I'm working on a bruteforce algorithm for solving a kind of Puzzle. That puzzle is a rectangle, and for some reasons irrelevant here, the number of possible solutions of a rectangle whose size is width*height is 2^(min(width, height)) instead of 2^(width*height). Both dimensions can be considered as in range 1..50. (most often below 30 though) This way, the numbers of solutions is, at worst, 2^50 (about 1 000 000 000 000 000 so). I store solution as an unsigned 64 bits number, a kind of "seed"
I have two working algortihms for bruteforce solving. Assuming N is min(width, height) and isCorrect(uint64_t) a predicate that returns whether the solution with given seed is correct or not.
The most naive algorithm is roughly this :
vector<uint64_t> solutions;
for (uint64_t i = 0; i < (1 << N); ++i)
{
if (isCorrect(i))
solutions.push_back(i);
}
It works perfectly (assuming predicate is actually implemented :D) but does not profit from multiples cores, so I'd like to have a multi-threadead approach. I've come across QtConcurrent, which gives concurrent filter and map functions, that automatically create optimal number of threads to share burden.

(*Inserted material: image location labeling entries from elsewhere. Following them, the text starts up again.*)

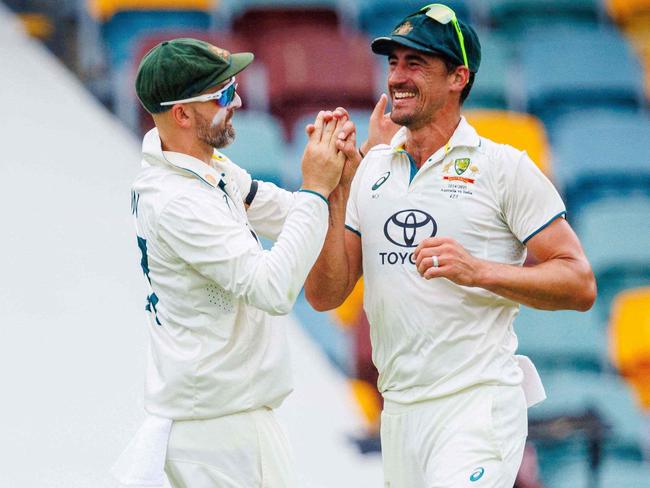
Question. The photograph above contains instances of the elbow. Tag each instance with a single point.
(318, 301)
(587, 291)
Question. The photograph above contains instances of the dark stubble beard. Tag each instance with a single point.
(214, 136)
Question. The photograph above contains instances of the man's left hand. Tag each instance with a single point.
(453, 261)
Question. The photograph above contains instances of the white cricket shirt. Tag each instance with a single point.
(431, 338)
(215, 349)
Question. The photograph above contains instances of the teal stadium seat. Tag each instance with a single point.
(574, 392)
(299, 140)
(494, 82)
(259, 146)
(514, 17)
(600, 154)
(568, 69)
(122, 31)
(614, 233)
(561, 339)
(614, 473)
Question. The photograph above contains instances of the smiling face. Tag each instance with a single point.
(419, 85)
(213, 125)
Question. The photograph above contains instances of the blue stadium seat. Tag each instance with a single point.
(564, 70)
(601, 153)
(572, 393)
(615, 234)
(517, 16)
(299, 140)
(561, 339)
(493, 83)
(379, 17)
(122, 31)
(259, 146)
(615, 473)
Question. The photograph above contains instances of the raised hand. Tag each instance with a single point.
(322, 162)
(381, 128)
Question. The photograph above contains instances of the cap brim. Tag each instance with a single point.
(238, 61)
(386, 45)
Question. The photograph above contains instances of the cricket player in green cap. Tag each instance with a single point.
(439, 220)
(218, 362)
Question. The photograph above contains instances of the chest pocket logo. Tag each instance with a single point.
(382, 179)
(407, 228)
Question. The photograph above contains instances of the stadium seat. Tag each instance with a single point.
(625, 11)
(379, 17)
(299, 140)
(571, 393)
(561, 339)
(494, 83)
(523, 131)
(597, 68)
(615, 473)
(252, 17)
(637, 30)
(259, 146)
(253, 98)
(312, 69)
(614, 233)
(629, 335)
(601, 153)
(517, 16)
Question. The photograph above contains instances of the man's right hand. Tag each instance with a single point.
(322, 163)
(381, 128)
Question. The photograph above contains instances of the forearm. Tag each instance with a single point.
(557, 284)
(328, 282)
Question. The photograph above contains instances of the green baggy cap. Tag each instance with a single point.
(419, 31)
(183, 68)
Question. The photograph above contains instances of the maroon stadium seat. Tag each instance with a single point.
(312, 68)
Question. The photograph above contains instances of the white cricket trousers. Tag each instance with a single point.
(243, 450)
(471, 439)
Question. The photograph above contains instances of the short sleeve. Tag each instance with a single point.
(352, 211)
(530, 201)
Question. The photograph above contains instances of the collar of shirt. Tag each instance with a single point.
(464, 136)
(154, 155)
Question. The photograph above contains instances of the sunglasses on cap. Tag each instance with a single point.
(222, 97)
(444, 14)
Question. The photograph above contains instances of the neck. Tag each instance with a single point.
(185, 145)
(423, 141)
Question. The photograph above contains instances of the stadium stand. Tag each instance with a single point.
(494, 81)
(601, 153)
(626, 11)
(517, 16)
(615, 235)
(521, 130)
(582, 346)
(554, 85)
(259, 146)
(629, 340)
(331, 69)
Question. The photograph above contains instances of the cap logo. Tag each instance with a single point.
(222, 53)
(403, 29)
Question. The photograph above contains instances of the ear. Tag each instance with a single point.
(181, 115)
(460, 78)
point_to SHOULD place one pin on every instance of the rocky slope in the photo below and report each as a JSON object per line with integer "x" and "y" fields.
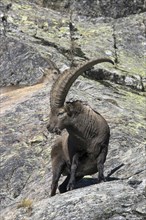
{"x": 33, "y": 42}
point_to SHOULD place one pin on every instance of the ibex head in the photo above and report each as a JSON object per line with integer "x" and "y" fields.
{"x": 61, "y": 115}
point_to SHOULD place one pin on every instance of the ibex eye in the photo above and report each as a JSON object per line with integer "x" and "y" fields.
{"x": 60, "y": 113}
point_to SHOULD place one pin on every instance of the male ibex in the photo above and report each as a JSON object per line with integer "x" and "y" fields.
{"x": 82, "y": 148}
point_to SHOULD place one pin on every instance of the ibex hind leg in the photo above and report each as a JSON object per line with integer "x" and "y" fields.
{"x": 57, "y": 170}
{"x": 63, "y": 187}
{"x": 100, "y": 164}
{"x": 74, "y": 166}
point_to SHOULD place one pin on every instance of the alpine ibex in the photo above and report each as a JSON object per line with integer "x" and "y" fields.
{"x": 82, "y": 148}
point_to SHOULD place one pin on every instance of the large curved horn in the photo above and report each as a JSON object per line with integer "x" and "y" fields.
{"x": 63, "y": 83}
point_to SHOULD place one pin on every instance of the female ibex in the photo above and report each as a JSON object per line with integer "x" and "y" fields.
{"x": 82, "y": 148}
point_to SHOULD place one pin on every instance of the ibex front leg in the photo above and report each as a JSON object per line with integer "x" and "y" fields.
{"x": 74, "y": 165}
{"x": 57, "y": 170}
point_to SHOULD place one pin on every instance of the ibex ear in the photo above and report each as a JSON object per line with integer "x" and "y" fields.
{"x": 68, "y": 108}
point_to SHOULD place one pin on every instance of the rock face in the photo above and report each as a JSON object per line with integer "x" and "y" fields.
{"x": 33, "y": 42}
{"x": 99, "y": 8}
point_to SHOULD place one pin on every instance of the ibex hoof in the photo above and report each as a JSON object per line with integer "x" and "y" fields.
{"x": 70, "y": 186}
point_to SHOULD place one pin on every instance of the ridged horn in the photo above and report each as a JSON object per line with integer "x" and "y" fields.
{"x": 63, "y": 83}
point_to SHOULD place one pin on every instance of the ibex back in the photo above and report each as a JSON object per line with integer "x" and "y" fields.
{"x": 82, "y": 148}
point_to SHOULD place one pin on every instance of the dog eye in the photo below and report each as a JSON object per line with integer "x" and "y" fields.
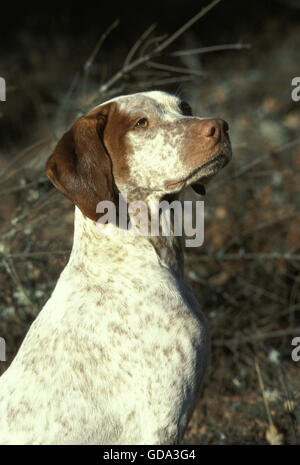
{"x": 142, "y": 123}
{"x": 185, "y": 108}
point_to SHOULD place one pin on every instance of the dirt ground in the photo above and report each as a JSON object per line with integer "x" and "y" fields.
{"x": 247, "y": 273}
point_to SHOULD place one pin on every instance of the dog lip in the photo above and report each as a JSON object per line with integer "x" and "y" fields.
{"x": 223, "y": 155}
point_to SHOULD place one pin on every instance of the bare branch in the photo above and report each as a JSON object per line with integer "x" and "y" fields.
{"x": 175, "y": 69}
{"x": 212, "y": 48}
{"x": 148, "y": 56}
{"x": 138, "y": 43}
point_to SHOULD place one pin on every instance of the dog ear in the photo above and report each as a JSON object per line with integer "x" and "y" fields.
{"x": 80, "y": 167}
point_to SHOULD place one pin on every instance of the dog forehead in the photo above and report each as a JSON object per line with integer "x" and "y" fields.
{"x": 153, "y": 100}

So I have a new algorithm that is roughly this :
vector<unit64_t> solutionsToTry;
solutionsToTry.reserve(1 << N);
for (uint64_t i = 0; i < (1 << N); ++i)
solutionsToTry.push_back(i);
//Now, filtering
QFuture<unit64_t> solutions = QtConcurrent::filtered(solutionsToTry, &isCorrect);
It does work too, and a bit faster, but when N goes higher than 20, There's simply not enough room in my RAM to allocate the vecotr (with N = 20 and 64 bits numbes, I need 8,3 GB of RAM. It's okay with swap partitions etc, but sinces it gets multiplied by 2 every time N increases by 1, it can't go further)
Is there a simple way to have concurrent filtering without bloating memory ?
If there isn't, I might rather hand-split loops on 4 threads to get concurrency without optimal size, or write the algorithm in Haskell to get lazy-evaluation and filtering of infinite lists :-)